Rindopepimut, in all the studies it has been assessed in, had minimal toxicities. This is a treatment that we want the community oncologists to know about, in that it can improve survival and it is safe and very well tolerated for this patient population. They have to help us identify who these patients are. The only way to do that is to test the tumor for the expression of this marker, EGFRvIII. That is routinely done by a reverse transcription polymerase chain reaction (RT-PCR) assay. Academic centers can easily, and routinely, do that, but unless that testing is done, these patients will never be identified and they will not have access to this effective therapy.

TARGETED ONCOLOGY:

Five years from now, where do you see immunotherapies in brain cancer, and where does rindopepimut fit in?

REARDON:

The ReACT study done in recurrent patients is a very important first step, specifically for rindopepimut. The registration study, a randomized phase III study placebo-controlled double blind in newly diagnosed glioblastoma patients, has complete accrual and will be reporting within 6 to 12 months.

More importantly, providing proof of concept that immunotherapy can help brain cancer patients is a very important step. Most of us were taught in medical school that the brain is immuno-privileged and therefore, immunotherapy may not have as much of an impact for brain cancer patients. We now know from research that is not the case and that the relative privilege of the central nervous system is not definitive by any means. There is a dynamic interaction between the systemic immune system and what is reactive in the brain.

So immunotherapies can integrate into the brain, pass through the blood-brain barrier, and can have a meaningful impact. Now we have proof-of-concept that specific immunotherapy treatment can improve survival for this disease.
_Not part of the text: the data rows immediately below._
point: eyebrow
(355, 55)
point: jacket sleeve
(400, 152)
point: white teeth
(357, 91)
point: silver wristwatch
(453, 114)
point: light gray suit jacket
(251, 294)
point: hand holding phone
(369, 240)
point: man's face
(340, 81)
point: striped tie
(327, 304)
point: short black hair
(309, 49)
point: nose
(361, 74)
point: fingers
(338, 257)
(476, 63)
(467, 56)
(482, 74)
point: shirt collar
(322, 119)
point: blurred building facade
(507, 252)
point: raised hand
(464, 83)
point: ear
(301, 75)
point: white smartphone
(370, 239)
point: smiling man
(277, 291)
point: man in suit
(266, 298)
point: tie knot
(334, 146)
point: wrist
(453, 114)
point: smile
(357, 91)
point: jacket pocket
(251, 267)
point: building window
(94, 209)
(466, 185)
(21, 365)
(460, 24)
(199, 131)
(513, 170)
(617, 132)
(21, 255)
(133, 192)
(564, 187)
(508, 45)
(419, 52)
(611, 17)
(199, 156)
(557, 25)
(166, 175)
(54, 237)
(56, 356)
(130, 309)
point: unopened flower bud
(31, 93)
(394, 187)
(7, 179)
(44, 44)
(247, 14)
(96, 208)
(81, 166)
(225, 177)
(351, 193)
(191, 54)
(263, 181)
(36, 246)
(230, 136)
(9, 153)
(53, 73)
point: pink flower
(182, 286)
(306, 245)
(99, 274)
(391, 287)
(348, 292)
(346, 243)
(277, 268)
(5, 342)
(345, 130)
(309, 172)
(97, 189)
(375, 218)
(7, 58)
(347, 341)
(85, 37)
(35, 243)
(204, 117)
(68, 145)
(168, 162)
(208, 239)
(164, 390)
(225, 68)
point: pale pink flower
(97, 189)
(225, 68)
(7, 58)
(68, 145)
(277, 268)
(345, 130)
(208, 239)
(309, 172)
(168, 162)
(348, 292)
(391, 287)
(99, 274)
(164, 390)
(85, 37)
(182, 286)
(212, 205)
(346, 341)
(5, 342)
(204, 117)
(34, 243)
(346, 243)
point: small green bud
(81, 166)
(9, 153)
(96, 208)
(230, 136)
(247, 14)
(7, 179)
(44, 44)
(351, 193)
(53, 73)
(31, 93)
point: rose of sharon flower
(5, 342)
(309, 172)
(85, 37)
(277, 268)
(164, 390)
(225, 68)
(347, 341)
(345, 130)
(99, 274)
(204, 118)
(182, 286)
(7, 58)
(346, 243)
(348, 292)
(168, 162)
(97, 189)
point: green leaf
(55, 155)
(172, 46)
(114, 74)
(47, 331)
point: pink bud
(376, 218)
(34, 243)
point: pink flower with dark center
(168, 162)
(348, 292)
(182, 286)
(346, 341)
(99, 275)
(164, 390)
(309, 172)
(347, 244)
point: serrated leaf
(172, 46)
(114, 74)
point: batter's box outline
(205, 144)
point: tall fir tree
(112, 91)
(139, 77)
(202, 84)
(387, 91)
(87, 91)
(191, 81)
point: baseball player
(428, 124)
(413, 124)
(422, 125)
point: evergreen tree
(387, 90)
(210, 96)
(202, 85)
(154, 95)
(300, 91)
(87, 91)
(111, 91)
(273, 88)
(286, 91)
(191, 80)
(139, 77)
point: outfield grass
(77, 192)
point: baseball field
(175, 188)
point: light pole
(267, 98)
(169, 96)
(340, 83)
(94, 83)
So my hope, my vision for the next 5 years, is that this is the first step and that many more will come forward looking at a variety of immunotherapy approaches — other vaccine strategies, adoptive T-cell approaches, and very importantly, what is currently being evaluated, the immune checkpoint inhibitors.

TARGETED ONCOLOGY:

Do you think immunotherapies will be used in combinations?

REARDON:

The benefit we’ve seen with rindopepimut underscores the critical need we are going to have to develop effective combination therapies. This benefit is real, it is improving survival for patients, but there are many factors that can impact the ultimate, definitive benefit. The tumor can reoccur and can no longer express the EGFRvIII protein.

If we had vaccines that combined and effectively attacked multiple different targets, then the immune editing and immune escape that can ultimately develop could be less likely of an issue.

In addition, we know that tumors have a number of immunosurpressive factors associated with them, so combining a treatment that has a very potent immunogenic effect, like a tumor-specific vaccine like rindopepimut, with treatments that can decrease some of the immunosurpressive factors in the tumor microenvironment, like the immune checkpoint inhibitors, is a logical and exciting potential to build on this.

I believe very strongly that the next steps are going to be to have to look at combination therapies if we are going to fully achieve the potential of these therapies for our patients.